But with divvun-normaliser I get a lidivvun error (and not the expected output format):

echo 'Man vuoras: 23' | hfst-tokenise -g tools/tokenisers/tokeniser-disamb-gt-desc.pmhfst \
| vislcg3 -g tools/tokenisers/mwe-dis.bin \
| cg-mwesplit \
| divvun-normaliser -a src/analyser-gt-desc.hfst -n tools/tts/transcriptor-gt-desc.hfst -g src/generator-gt-norm.hfst 
libdivvun: ERROR: HfstException.
"<Man>"
: 
"<vuoras>"
"<:>"
: 
"<23>"
:\n

It seems I didn't manage to set the default for -t tags so it didn't print nothing, now it should copy input if no tags are set to be expanded.

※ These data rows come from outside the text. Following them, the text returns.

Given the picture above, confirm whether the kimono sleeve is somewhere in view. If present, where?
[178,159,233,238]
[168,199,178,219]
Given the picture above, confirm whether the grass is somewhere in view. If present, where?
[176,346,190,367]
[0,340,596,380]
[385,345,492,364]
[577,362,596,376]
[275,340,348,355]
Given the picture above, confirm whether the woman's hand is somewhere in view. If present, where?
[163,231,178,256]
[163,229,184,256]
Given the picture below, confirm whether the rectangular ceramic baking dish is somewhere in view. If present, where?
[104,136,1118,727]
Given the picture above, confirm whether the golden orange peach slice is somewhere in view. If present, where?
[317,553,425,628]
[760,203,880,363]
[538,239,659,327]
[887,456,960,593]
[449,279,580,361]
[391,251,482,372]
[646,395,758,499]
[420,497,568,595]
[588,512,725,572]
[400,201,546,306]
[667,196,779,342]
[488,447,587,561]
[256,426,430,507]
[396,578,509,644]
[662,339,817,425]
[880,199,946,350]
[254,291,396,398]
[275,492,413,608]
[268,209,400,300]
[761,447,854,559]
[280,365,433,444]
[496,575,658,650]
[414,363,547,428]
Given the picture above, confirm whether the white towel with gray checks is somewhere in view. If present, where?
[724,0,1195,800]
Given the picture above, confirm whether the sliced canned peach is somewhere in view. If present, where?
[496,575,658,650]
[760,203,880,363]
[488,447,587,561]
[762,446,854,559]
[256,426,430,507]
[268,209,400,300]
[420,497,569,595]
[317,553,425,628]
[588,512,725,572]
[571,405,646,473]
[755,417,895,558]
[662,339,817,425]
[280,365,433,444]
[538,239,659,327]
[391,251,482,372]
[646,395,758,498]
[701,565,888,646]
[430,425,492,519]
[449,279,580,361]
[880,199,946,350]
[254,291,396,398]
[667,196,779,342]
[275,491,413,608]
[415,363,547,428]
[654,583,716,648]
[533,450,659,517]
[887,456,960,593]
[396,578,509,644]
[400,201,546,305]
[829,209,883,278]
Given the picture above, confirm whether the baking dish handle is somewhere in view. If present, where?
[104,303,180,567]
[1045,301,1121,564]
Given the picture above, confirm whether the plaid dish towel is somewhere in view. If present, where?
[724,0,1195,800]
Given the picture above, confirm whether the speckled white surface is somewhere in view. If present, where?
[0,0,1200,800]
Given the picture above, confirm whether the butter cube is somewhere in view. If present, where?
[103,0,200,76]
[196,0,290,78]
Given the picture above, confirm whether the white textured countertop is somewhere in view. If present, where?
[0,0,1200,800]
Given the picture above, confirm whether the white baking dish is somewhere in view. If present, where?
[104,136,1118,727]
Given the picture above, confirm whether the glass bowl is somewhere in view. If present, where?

pushed few more debugging; it seems we need hfstol's to lookup_fd:

echo 'Man vuoras: 23' | hfst-tokenise -g ~/github/giellalt/lang-smj/tools/tokenisers/tokeniser-disamb-gt-desc.pmhfst | vislcg3 -g ~/github/giellalt/lang-smj/tools/tokenisers/mwe-dis.bin | cg-mwesplit | src/divvun-normaliser -a ~/github/giellalt/lang-smj/src/analyser-gt-desc.hfstol -n ~/github/giellalt/lang-smj/tools/tts/transcriptor-gt-desc.hfstol -g ~/github/giellalt/lang-smj/src/generator-gt-norm.hfstol --tags Arab -v
libdivvun: ERROR: HfstException: Exception: NotTransducerStreamException: transducer type not recognised in file: HfstInputStream.cc on line: 1088
Read /home/flammie/github/giellalt/lang-smj/tools/tts/transcriptor-gt-desc.hfstol, /home/flammie/github/giellalt/lang-smj/src/generator-gt-norm.hfstol, /home/flammie/github/giellalt/lang-smj/src/analyser-gt-desc.hfstol
"<Man>"
	"Man" N Prop Sem/Plc Sg Nom <W:0.0>
	"Man" N Prop Sem/Sur Sg Nom <W:0.0>
	"man" Adv <W:0.0>
	"mij" Pron Interr Sg Gen <W:0.0>
	"mij" Pron Interr Sg Ill Attr <W:0.0>
	"mij" Pron Interr Sg Ine Attr <W:0.0>
	"mij" Pron Rel Sg Gen <W:0.0>
	"mij" Pron Rel Sg Ill Attr <W:0.0>
	"mij" Pron Rel Sg Ine Attr <W:0.0>
: 
"<vuoras>"
	"vuoras" A Attr <W:0.0>
	"vuoras" A Sg Nom <W:0.0>
	"vuoras" Err/Orth A Attr <W:0.0>
	"vuoras" Err/Orth A Sg Nom <W:0.0>
	"vuorrat" Ex/V IV Der/st V Ind Prs Err/Orth Sg3 <W:0.0>
	"vuorrat" Ex/V IV Der/st V Ind Prs Sg3 <W:0.0>
"<:>"
	":" CLB <W:0.0>
: 
"<23>"
	"guaktalåkgålmmå" <W:0.0> "guaktalåkgålmmå"phon
		"23" A Arab Ord Attr CLBfinal <W:0.0>
	"guaktalåkgålmmå" <W:0.0> "guaktalåkgålmmå"phon
		"23" Num Arab Sg Ela Attr <W:0.0>
	"guaktalåkgålmmå" <W:0.0> "guaktalåkgålmmå"phon
		"23" Num Arab Sg Gen <W:0.0>
	"guaktalåkgålmmå" <W:0.0> "guaktalåkgålmmå"phon
		"23" Num Arab Sg Ill Attr <W:0.0>
	"guaktalåkgålmmå" <W:0.0> "guaktalåkgålmmå"phon
		"23" Num Arab Sg Ine Attr <W:0.0>
	"guaktalåkgålmmå" <W:0.0> "guaktalåkgålmmå"phon
		"23" Num Arab Sg Nom <W:0.0>
	"23" Num Sem/ID <W:0.0>
:\n

Nice progress 🙂

@unhammer are there any CG syntax restrictions on the transcripted string, "guaktalåkgålmmå"phon in the test case above? We modelled it after the divvun-cgspell output, but that one has only one letter after the actual string. Just asking to avoid major changes later 🙂

"guaktalåkgålmmå"phon is a valid CG tag, though it is not considered a textual tag - not that I think that matters for you. The rule is that if it starts with " then include anything to next " and from there include to next whitespace. This avoids much unnecessary escaping.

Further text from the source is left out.